He created the two brothers, one of whom looks backward while the other bends his head with a movement of resolution and submission as though he offered it to the executioner.
He created the man with the vague gesture whom Gustave Geffroy has called "Le Passant". This man moves forward, but he turns back once more, not to the city, not to those who are weeping, and not to those who go with him: he turns back to himself. His right arm is raised, bent, vacillating. His hands open in the air as though to let something go, as one gives freedom to a bird. This gesture is symbolic of a departure from all uncertainty, from a happiness that has not yet been, from a grief that will now wait in vain, from men who live somewhere and whom he might have met some time, from all possibilities of to-morrow and the day after to-morrow; and from Death which he had thought far distant, that he had imagined would come mildly and softly and at the end of a long, long time.
This figure, if placed by itself in a dim, old garden, would be a monument for all who have died young.
Thus Rodin has made each of these men live again the last concentrated moment of life. Each figure is majestic in its simple greatness. They bring to mind Donatello and, perhaps, Claux Sluter and his prophets in the Chartreuse of Dijon.
It seems at first as though Rodin had done nothing more than gather them together. He has given them the same attire, the shirt and the rope, and has placed them together in two rows: the three that are in the first row, are about to start forward, the other three turn to the right and follow behind. The place that was decided upon for the erection of the monument was the market place of Calais, the same spot from which the tragic procession had formerly started. There the silent group was to stand, raised by a low step above the common life of the market place as though the fearful departure were always pending.
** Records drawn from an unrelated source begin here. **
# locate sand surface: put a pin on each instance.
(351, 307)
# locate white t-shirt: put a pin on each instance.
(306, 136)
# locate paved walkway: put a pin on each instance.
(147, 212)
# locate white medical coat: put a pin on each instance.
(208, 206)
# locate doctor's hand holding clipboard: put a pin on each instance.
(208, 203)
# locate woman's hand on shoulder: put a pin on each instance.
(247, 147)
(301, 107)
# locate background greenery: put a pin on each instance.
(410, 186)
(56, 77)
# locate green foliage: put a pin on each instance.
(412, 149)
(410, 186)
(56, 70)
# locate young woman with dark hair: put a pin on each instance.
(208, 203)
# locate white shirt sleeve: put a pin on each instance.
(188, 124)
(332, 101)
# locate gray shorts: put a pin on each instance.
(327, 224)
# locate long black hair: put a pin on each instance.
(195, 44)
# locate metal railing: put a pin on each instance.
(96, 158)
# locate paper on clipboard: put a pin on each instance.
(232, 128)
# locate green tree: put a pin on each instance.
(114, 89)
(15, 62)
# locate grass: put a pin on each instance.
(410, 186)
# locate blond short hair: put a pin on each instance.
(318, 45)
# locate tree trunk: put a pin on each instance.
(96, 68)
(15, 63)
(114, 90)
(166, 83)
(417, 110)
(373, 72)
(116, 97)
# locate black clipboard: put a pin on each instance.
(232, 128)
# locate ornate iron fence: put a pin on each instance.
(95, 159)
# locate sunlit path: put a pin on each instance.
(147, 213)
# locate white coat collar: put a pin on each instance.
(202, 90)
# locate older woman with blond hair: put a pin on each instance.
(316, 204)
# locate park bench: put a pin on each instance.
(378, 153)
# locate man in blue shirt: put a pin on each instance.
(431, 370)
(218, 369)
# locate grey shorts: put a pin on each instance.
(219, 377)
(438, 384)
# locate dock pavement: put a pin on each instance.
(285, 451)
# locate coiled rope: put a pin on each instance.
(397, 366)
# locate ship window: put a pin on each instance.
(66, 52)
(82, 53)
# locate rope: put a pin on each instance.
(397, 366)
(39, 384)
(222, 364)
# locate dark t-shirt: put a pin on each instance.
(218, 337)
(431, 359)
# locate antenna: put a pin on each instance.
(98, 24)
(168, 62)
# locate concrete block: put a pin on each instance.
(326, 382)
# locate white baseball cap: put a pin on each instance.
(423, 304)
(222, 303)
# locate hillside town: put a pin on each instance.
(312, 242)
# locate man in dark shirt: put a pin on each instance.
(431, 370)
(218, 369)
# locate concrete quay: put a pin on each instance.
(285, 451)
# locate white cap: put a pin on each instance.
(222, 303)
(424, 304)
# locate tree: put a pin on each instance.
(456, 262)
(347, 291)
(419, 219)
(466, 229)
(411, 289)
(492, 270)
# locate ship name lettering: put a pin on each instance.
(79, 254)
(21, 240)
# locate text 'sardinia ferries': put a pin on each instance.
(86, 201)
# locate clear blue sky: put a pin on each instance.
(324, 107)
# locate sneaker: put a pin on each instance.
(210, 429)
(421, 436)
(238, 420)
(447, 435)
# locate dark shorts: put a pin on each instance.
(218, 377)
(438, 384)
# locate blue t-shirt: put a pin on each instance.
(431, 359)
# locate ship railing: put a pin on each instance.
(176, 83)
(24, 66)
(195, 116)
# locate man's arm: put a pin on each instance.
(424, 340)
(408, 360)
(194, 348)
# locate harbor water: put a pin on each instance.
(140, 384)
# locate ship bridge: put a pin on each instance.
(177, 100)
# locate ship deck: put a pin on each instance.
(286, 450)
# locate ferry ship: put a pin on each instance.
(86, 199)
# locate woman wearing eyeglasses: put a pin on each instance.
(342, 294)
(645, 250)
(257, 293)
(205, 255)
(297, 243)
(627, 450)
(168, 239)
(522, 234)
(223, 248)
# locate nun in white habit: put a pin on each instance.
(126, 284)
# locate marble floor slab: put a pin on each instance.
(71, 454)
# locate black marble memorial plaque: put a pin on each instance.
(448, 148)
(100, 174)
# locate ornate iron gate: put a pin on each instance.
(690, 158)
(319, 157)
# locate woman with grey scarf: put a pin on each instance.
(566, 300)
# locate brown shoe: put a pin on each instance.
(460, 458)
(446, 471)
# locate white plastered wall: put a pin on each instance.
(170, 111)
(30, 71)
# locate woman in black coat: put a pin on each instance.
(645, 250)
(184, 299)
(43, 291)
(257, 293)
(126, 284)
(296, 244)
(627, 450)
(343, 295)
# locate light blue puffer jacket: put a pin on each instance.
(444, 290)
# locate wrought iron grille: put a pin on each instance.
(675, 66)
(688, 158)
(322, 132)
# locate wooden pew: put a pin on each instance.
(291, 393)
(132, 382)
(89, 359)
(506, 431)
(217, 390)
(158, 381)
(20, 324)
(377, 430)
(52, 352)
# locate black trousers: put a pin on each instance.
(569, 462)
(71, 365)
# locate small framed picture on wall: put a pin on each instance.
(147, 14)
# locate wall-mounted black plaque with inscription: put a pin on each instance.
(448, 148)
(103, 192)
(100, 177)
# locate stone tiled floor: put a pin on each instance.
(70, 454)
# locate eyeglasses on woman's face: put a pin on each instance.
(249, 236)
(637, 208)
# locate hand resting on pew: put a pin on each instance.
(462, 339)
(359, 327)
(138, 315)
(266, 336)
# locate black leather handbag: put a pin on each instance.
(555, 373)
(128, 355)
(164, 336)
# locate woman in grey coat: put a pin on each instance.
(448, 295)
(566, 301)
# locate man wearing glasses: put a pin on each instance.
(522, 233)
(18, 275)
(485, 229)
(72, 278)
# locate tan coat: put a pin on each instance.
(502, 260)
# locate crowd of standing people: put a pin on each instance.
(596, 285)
The City of Calais refused to accept a low pedestal because it was contrary to custom. Rodin then suggested that a square tower, two stories high and with simply-cut walls, be built near the ocean and there the six citizens should be placed, surrounded by the solitude of the wind and the sky. This plan, as might have been expected, was declined, although it was in harmony with the character of the work. If the trial had been made, there would have been an incomparable opportunity for observing the unity of the group, which, although it consisted of single figures, held closely together as a whole. The figures do not touch one another, but stand side by side like the last trees of a hewn-down forest united only by the surrounding atmosphere. From every point of view the gestures stand out clear and great from the dashing waves of the contours; they rise and fall back into the mass of stone like flags that are furled. The entire impression of this group is precise and clear. Like all of Rodin's compositions, this one, too, appears to be a pulsating world enclosed within its own boundaries. Beside the points of actual contact there is a kind of contact produced by the surrounding atmosphere which diminishes, influences and changes the character of the group. Contact may exist between objects far distant from one another, like the conflux of forms such as one sees sometimes in masses of clouds, where the interjacent air is no separating abyss, but rather a transition, a softly-graduated conjunction.
To Rodin the participation of the atmosphere in the composition has always been of greatest importance. He has adapted all his figures, surface after surface, to their particular space and environment; this gives them the greatness and independence, the marvelous completeness and life which distinguishes them from all other works. When interpreting nature he found, as he intensified an expression, that, at the same time, he enhanced the relationship of the atmosphere to his work to such a degree that the surrounding air seemed to give more life, more passion, as it were, to the embraced surfaces. A similar effect may be observed in some of the animals on the cathedrals to which the air relates itself in strange fashion; it seems to become calm or storm according to whether it sweeps over emphasized or level surfaces. When Rodin concentrates the surfaces of his works into culminating points, when he uplifts to greater height the exalted or gives more depth to a cavity, he creates an effect like that which atmosphere produces on monuments that have been exposed to it for centuries. The atmosphere has traced deeper lines upon these monuments, has shadowed them with veils of dust, has seasoned them with rain and frost, with sun and storm, and has thus endowed them with endurance so that they may remain imperishable through many slowly-passing dusks and dawn.
This effect of atmosphere, which is the monumental principle of Rodin's art, is wonderfully achieved in "The Citizens of Calais." These sculptural forms seen from a distance are not only surrounded by the immediate atmosphere, but by the whole sky; they catch on their surfaces as with a mirror its moving distances so that a great gesture seems to live and to force space to participate in its movement.
This impression is conveyed also by the figure of the slender youth who kneels with outstretched, imploring arms. Rodin has called this figure "The Prodigal Son," but it has recently received the name—from whom or from whence no one knows—of "Prière". The gesture of this figure raises it even beyond this name. This is no son kneeling before his father. A God is necessary to him who thus implores and in him are all who need this God. This Prayer in stone reaches out to such distance that the figure seems to be withdrawn into a great isolation.
Such, too, is the "Balzac" to whom Rodin has given a greatness which, perhaps, overtowers the figure of the writer. Rodin has seized upon the essence of Balzac's being, has not confined himself to the limitations of his personality, but has gone beyond into his most extreme and distant possibilities. These mighty contours might have been formed in the tombstones of by-gone nations.